Introduction of the Light Client for DApp developers

hhc1254 (31)in #ethereum • 8 years ago

The first version of the Light Ethereum Subprotocol (LES/1) and its implementation in Geth are still in an experimental stage, but they are expected to reach a more mature state in a few months where the basic functions will perform reliably. The light client has been designed to function more or less the same as a full client, but the “lightness” has some inherent limitations that DApp developers should understand and consider when designing their applications.

In most cases a properly designed application can work even without knowing what kind of client it is connected to, but we are looking into adding an API extension for communicating different client capabilities in order to provide a future proof interface. While minor details of LES are still being worked out, I believe it is time to clarify the most important differences between full and light clients from the application developer perspective.

Current limitations

Pending transactions
Light clients do not receive pending transactions from the main Ethereum network. The only pending transactions a light client knows about are the ones that have been created and sent from that client. When a light client sends a transaction, it starts downloading entire blocks until it finds the sent transaction in one of the blocks, then removes it from the pending transaction set.

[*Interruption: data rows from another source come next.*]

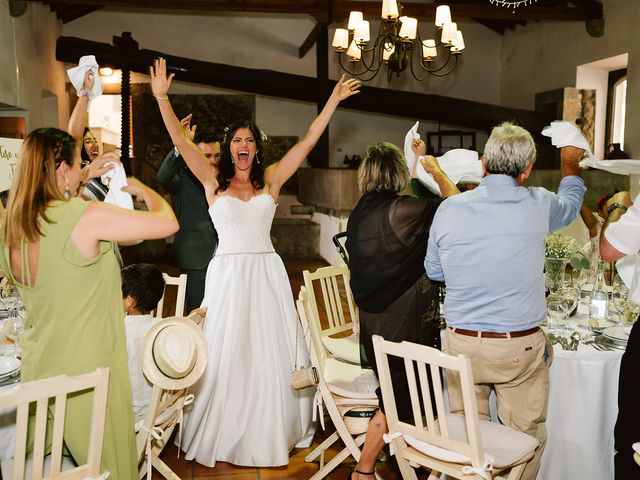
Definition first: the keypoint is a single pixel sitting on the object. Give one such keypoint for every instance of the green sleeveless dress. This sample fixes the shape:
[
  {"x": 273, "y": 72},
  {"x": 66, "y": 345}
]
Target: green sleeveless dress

Finding a transaction by hash
Currently you can only find locally created transactions by hash. These transactions and their inclusion blocks are stored in the database and can be found by hash later. Finding other transactions is a bit trickier. It is possible (though not implemented as of yet) to download them from a server and verify the transaction is actually included in the block if the server found it. Unfortunately, if the server says that the transaction does not exist, it is not possible for the client to verify the validity of this answer. It is possible to ask multiple servers in case the first one did not know about it, but the client can never be absolutely sure about the non-existence of a given transaction. For most applications this might not be an issue but it is something one should keep in mind if something important may depend on the existence of a transaction. A coordinated attack to fool a light client into believing that no transaction exists with a given hash would probably be difficult to execute but not entirely impossible.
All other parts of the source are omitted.